Aishwarya Ramesh

Surf Excel's cautious new Holi spot takes 'daag acche hai' forward

Lowe Lintas and Surf Excel have teamed up to create a family centric spot with #RangAchheHain.

Surf Excel's new Holi spot adopts a tried and tested formula. A cute kid, a rift in the family, and pristine white clothes that eventually get stained with Holi colours. It's interesting to note that while there are indications of conflict in the film - there is no explanation why. The relation between the two men of the film is established when the child joyfully calls out to his 'Chachu' (uncle) and wishes him and his wife, happy holi. Its possible that the two men aren't on talking terms for a variety of reasons (such as marrying outside the community, property disputes, personal differences, and so on) but none of them are explicity referenced to, in this ad. The content of the ad was paramount in this case - that's what landed the brand in a lot of trouble last year.

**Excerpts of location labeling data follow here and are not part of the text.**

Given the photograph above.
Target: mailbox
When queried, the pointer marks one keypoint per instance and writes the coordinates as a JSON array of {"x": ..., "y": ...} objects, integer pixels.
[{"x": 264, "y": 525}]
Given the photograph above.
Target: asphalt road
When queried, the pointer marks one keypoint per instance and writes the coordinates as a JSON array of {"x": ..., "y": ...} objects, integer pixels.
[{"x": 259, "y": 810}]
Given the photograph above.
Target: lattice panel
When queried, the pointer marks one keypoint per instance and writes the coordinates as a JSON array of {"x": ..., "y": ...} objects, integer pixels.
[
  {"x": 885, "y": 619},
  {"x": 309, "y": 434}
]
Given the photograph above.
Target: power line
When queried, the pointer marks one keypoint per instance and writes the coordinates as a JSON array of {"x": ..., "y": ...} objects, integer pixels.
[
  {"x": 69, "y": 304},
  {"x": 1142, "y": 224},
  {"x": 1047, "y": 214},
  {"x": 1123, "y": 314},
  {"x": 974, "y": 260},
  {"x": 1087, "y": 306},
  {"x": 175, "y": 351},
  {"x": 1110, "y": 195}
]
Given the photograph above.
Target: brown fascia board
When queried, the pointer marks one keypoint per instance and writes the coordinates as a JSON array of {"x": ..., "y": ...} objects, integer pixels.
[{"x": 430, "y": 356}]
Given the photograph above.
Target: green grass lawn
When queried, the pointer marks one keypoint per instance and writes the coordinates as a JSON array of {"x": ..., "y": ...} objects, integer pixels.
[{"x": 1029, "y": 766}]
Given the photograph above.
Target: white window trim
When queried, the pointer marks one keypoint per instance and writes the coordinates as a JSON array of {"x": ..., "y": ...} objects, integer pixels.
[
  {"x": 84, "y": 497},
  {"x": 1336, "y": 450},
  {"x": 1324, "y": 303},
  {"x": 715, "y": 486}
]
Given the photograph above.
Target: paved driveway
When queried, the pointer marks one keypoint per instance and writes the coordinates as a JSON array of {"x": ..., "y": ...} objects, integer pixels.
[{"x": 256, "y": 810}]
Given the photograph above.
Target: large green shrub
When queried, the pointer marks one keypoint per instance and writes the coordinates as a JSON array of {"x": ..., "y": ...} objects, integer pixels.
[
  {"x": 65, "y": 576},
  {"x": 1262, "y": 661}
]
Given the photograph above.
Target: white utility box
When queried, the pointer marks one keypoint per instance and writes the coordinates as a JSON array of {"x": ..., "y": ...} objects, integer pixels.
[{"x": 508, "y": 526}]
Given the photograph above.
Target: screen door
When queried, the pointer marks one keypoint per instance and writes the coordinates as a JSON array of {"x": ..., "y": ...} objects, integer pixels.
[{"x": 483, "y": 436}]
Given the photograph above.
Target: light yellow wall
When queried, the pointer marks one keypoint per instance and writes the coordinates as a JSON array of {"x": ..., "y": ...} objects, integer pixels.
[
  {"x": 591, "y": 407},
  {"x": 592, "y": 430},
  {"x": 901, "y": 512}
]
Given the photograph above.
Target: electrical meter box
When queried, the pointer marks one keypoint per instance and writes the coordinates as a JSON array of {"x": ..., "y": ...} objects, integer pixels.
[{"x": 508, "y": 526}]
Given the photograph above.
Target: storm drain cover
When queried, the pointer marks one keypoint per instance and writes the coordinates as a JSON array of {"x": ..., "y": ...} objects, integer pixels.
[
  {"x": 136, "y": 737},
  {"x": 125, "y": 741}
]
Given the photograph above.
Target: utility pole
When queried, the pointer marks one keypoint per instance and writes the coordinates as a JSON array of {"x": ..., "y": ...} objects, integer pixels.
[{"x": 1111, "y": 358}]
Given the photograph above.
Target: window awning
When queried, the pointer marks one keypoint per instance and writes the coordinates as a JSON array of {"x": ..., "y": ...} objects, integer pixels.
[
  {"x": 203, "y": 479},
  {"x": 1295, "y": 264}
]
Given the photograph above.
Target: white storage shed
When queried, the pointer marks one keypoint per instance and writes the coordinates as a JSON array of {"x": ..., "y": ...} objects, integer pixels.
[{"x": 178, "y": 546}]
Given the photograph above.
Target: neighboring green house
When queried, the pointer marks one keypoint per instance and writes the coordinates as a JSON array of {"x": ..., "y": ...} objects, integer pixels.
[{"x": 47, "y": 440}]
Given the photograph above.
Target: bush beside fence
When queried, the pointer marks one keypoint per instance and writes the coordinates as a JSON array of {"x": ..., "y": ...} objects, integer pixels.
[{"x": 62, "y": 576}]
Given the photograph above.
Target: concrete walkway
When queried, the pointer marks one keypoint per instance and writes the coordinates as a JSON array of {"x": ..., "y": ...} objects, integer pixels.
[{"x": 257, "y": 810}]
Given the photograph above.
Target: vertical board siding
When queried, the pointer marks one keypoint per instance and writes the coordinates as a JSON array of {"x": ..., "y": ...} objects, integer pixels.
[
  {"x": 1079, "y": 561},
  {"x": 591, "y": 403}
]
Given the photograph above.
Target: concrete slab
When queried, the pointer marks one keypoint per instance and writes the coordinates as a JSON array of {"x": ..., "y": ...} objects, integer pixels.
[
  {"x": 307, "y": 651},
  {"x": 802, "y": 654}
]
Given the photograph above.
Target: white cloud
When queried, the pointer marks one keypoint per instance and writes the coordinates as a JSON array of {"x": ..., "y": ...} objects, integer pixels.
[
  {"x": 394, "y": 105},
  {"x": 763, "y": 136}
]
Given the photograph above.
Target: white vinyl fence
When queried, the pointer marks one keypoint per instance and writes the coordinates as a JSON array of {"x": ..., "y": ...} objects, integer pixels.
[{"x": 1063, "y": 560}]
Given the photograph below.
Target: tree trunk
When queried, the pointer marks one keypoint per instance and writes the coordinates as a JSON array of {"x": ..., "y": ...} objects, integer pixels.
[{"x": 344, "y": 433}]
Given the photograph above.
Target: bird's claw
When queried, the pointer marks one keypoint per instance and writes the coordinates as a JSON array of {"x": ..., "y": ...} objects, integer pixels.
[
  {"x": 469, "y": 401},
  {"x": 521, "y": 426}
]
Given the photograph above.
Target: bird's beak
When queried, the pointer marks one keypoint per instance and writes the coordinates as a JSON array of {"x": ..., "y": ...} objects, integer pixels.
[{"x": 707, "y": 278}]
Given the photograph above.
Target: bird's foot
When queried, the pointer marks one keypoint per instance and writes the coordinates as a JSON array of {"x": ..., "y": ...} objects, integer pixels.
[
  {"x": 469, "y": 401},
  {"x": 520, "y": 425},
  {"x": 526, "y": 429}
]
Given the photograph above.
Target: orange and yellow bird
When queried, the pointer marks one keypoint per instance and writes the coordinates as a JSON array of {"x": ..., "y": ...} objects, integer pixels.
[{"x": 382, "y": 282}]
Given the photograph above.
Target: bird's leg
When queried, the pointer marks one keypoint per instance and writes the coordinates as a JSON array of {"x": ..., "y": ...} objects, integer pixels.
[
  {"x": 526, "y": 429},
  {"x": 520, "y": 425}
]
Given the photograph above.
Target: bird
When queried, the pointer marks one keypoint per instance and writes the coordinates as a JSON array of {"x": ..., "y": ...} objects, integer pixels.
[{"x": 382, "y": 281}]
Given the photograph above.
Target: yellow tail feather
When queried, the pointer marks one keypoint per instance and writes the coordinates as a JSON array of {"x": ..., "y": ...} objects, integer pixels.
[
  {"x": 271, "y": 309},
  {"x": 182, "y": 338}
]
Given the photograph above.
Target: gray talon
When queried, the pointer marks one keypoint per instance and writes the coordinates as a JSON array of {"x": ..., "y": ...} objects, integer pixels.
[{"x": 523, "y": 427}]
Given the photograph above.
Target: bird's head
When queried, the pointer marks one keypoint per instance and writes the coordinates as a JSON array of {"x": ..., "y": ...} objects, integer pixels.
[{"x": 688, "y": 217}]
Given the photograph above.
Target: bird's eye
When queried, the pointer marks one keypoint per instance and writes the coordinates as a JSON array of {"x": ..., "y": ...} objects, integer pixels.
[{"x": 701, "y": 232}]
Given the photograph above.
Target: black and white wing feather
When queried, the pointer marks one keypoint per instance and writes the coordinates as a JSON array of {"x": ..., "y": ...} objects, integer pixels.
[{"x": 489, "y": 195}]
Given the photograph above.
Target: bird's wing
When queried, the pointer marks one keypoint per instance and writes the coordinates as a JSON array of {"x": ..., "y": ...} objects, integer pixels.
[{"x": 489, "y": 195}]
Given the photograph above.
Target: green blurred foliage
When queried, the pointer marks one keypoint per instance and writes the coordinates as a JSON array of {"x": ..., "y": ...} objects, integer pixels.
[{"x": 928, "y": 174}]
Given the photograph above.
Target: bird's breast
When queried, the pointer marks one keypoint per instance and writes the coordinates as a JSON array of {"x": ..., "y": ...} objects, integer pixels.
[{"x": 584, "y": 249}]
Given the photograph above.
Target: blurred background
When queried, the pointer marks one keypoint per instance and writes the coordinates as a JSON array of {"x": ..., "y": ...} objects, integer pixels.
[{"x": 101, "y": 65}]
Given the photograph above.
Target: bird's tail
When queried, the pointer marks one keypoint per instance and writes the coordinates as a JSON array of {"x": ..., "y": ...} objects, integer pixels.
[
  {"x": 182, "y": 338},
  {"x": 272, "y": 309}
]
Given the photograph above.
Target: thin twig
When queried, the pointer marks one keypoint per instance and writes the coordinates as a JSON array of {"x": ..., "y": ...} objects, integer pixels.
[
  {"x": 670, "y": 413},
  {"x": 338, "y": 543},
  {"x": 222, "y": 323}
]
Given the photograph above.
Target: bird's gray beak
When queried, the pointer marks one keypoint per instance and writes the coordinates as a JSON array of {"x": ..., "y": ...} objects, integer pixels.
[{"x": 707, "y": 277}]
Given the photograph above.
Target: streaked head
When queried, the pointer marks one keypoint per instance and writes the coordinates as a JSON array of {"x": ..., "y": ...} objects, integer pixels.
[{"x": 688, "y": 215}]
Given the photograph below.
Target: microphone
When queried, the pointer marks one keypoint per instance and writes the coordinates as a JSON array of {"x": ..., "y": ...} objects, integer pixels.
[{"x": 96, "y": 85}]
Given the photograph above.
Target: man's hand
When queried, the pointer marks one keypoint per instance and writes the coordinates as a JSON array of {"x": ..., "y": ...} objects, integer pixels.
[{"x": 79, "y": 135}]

A viewing of 2019's Holi spot reveals differences in the way the brand has chosen to communicate with its audience. Last year's ad film caused a stir on social media - attracting the attention of Twitter trolls who caused the #BoycottSurfExcel to trend. The yesteryear ad film played out between a Hindu girl and a Muslim boy and the cause they attempted to associate with, was that of communal harmony.

Reviewing the campaign, Sridhar Ramanujam, chief executive officer and founder, Brand-Comm mentioned in a conversation that a lot of people who use Twitter are unemployed and that they're not necessarily Hindustan Unilever Limited's (HUL) real customers. "We should not view this in isolation as a Surf Excel ad, bur rather as an HUL ad. Look at what HUL has been doing in the advertising space with Brooke Bond tea - they talk about causes. The cause may not be related to the brand, but then they try to link the two," he explains.

Ramanujam Sridhar
Ramanujam Sridhar

Ramanujam opines that the underlying sentiment in the country is a polarised one and in such an environment, brands benefit from taking the higher ground. "You must consider that in small towns and villages, even the act of marrying outside the community can cause tension. The biggest plus point of the ad is that the content is in the context of 'daag acche hai', directly or indirectly," he says. Sridhar adds that a company of HUL's size does not need to advertise that their product removes stains. "In that sense, I'm slightly disappointed with the commercial. On the creative side, a good commercial is one that you either hate or love - but you can't ignore it," he mentions.

KS Chakravarthy (Chax), chief creative officer, Tidal7 Brand and Digital, mentions that he likes the film and its tone. He adds, "One of the challenges in managing a campaign as iconic as Daag Achhe Hain is the temptation to churn out films on a fixed calendar, whether you have a good script or not."

"Last year's Holi film was a good - or rather, not very good - case in point. A Hindu child and a Muslim child don't automatically make a good film - in this particular instance, you had an extremely contrived film that just didn't come together," he said.


Chax added that the new ad film on the other hand, stays simple, and true to what Holi is all about - celebrating with your near, sometimes no-longer-dear ones. "The fact that there is no detailed back story is a plus, in my view. Disagreements happen, siblings fight - and Holi is a great occasion to hug and make up. It's a simple story, the brand easily finds a role, and no one is trying to change the world," he signs off.